Motion Picture Academy members areu2014rightlyu2014worried that another all-White slate of nominees will prompt backlash.

By Kenrya Rankin Jan 04, 2016

This week, members of the Motion Picture Academy—the folks behind the Oscars—are casting their ballots to determine who will be nominated for the biggest film awards ceremony of the year. The Los Angeles Times reports that there is already concern among the membership that #OscarsSoWhite will make a roaring comeback this year.

In 2015 the 20 nomination slots for the four top acting awards were all filled by White actors, leaving zero chance that someone of color would take home a trophy and spurring BroadwayBlack.com editor April Reign to create the #OscarsSoWhite hashtag. If the myriad critics and sites are right in their predictions, Idris Elba (“Beasts of No Nation”) is the only actor of color poised to be nominated for his work this year. Michael B. Jordan (“Creed”) and Will Smith (“Concussion”) also gave standout performances, but no other actors of color have been widely mentioned in the Oscar discussion this year.

Balloting is set to close on Friday, but some hope that the Academy’s worry about a repeat of last year will influence voters to look beyond the usual White suspects when they evaluate the best performances of 2015. 

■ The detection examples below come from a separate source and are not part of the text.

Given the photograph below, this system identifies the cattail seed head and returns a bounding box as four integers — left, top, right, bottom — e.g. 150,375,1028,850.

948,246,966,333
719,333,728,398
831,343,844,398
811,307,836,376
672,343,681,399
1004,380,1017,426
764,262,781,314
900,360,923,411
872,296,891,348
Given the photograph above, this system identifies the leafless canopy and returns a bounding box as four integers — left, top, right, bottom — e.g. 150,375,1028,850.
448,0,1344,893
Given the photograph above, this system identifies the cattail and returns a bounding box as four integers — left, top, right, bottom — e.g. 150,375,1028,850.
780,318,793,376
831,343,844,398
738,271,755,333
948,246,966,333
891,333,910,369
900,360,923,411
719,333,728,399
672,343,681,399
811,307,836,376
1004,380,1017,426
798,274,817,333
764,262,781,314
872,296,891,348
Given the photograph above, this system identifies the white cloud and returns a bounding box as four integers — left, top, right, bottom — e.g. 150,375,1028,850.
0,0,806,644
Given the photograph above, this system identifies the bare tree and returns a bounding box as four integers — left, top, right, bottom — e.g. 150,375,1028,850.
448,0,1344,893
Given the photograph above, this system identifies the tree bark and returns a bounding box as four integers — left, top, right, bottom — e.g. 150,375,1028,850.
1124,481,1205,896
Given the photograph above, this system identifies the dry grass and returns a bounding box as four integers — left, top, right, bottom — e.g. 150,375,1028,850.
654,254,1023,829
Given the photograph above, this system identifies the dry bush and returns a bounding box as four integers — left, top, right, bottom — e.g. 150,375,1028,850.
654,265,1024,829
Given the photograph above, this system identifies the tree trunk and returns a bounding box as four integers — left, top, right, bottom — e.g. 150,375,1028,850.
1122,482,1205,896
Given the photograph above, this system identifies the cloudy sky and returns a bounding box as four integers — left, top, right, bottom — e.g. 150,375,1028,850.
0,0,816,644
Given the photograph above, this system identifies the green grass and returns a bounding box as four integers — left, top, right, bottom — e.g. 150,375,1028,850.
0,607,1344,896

“If it’s all-white again, nobody’s going to be happy and there might be a growing perception that the academy is out of touch,” Steve Ross, a University of Southern California history professor whose work focuses on the intersection of film and politics, told the LA Times. “It has to be a good performance, but, for some, if they’re deciding between Will Smith and somebody else, they might just go for Will Smith because of what happened last year.”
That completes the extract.